Things were better, but not ideal, at the guest house where two of us are staying. While some of us went to a meeting at the Red Cross, the Afghan manager of the place apparently allowed well-dress white people, but not poorly dressed Afghans who had traveled great distances, to drink tea.


Left to right: Faiz, Kate, Abdullah, David, Gulenai, Ali.

RED CROSS AND RED CRESCENT

The International Committee of the Red Cross has been here for almost 30 years and maintains a staff of 140 foreigners and 1,600 Afghans. The ICRC runs seven orthopedic centers for victims of land mines and anyone else with any disability. Former patients in those centers make up 98 percent of the employees.

The ICRC back on the Ides of March released a short report concluding that the current situation for civilians in Afghanistan is “untenable.” Increased violence has meant less access to healthcare, or the need for the Red Cross to work through its partner the Red Crescent or through other local facilities to reach people.

The problems range from direct war injuries to burned or closed health clinics, dead livestock, or the lack of transportation to get to a clinic. The ICRC provides not only medical care, but also urban and rural water projects in cooperation with local water boards. They install pumps or plumbing. The ICRC is not exactly the easy answer to “Where do you give money to actually reconstruct Afghanistan?” Its projects are small and it prefers to receive donations into its general global fund without earmarks. But the ICRC seems like a far more likely way to see your money put to good use than, say, paying your U.S. taxes.
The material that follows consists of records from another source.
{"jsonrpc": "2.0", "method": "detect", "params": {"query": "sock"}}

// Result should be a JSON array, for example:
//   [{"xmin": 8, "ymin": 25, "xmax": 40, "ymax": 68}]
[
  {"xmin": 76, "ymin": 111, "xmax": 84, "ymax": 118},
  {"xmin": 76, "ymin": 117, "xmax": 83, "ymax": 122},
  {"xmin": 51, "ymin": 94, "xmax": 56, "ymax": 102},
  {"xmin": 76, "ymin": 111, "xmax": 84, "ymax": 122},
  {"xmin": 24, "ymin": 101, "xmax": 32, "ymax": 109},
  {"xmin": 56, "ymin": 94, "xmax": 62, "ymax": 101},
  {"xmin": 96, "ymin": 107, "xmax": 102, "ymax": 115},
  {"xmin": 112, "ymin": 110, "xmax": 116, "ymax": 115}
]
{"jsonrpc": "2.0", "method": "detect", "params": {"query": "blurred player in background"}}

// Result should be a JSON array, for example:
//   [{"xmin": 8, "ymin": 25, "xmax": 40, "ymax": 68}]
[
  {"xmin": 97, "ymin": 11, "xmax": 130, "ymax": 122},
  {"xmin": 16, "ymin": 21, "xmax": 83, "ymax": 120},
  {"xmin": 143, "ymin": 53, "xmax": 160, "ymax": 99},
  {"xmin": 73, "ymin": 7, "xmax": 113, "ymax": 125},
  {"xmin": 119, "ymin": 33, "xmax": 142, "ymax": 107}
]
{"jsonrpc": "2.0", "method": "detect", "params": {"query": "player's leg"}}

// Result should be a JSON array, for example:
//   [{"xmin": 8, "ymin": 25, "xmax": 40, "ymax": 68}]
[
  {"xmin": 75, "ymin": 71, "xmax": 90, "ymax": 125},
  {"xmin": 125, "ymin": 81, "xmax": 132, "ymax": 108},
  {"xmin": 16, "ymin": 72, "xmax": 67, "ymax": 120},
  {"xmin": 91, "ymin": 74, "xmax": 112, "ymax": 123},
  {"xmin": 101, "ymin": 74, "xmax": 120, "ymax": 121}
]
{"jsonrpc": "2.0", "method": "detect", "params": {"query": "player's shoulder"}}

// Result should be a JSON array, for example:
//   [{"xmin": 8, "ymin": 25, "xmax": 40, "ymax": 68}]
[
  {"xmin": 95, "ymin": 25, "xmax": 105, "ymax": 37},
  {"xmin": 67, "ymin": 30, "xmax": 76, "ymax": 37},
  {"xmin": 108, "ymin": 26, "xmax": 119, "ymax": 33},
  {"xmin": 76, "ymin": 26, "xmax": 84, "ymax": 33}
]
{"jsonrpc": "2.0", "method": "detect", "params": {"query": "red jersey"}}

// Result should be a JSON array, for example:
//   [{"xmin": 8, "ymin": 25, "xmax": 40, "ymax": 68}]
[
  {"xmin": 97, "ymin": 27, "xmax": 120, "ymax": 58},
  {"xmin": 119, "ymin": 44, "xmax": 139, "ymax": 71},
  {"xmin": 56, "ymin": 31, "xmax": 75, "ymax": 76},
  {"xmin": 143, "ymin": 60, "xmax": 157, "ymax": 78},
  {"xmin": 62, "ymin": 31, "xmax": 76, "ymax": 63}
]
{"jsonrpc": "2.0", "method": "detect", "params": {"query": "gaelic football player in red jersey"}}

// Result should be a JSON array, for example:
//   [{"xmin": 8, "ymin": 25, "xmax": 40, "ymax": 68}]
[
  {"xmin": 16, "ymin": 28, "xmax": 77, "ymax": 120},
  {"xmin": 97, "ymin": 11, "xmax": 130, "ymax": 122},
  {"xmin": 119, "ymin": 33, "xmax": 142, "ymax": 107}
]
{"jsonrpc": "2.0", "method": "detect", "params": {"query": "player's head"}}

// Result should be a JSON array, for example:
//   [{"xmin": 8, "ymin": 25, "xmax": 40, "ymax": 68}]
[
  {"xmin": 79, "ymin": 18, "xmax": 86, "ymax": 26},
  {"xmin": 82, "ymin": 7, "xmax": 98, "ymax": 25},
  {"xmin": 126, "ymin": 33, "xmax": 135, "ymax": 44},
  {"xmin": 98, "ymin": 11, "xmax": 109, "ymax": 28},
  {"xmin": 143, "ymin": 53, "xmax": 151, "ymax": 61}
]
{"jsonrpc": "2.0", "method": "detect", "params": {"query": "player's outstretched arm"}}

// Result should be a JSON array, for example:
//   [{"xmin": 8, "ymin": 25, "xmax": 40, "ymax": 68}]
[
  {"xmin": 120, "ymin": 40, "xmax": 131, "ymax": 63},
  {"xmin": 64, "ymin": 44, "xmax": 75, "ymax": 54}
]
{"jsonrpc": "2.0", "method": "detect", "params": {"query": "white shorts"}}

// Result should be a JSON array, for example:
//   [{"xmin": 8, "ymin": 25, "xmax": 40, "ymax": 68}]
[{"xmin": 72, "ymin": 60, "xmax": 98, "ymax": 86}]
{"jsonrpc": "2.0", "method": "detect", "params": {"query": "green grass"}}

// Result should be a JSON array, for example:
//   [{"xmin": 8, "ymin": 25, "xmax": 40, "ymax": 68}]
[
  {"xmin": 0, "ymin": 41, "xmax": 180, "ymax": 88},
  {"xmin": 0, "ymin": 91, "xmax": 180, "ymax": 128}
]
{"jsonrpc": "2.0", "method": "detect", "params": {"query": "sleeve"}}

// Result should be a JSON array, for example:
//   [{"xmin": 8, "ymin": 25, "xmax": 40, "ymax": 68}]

I spoke with Bart De Poorter, the ICRC’s Health Coordinator for Afghanistan. He said the situation is better than it was in the 1990s but worsening in recent years — the years in fact (my words, not his) since the United States elected a Nobel Peace Prize winner president. In 2007 there were 1,000 cases of measles, for example, and in 2010 there were 6,000. This could mean that vaccination coverage is decreasing. Deliveries of babies in a hospital in Kandahar have doubled in the last six months, possibly because delivery facilities are not available elsewhere. At this point, some 60 percent have access to healthcare within 2 hours of them, but that could drop and more epidemics arise.

War injuries go up in the warm months and down in the cold, but the injuries in the warm months of 2010 were double those in 2009. The worst areas for war casualties are in a line along the southern part of the country, and in a line running straight north from Kabul. The south has the worst of it, the result of the escalations ordered by Obama.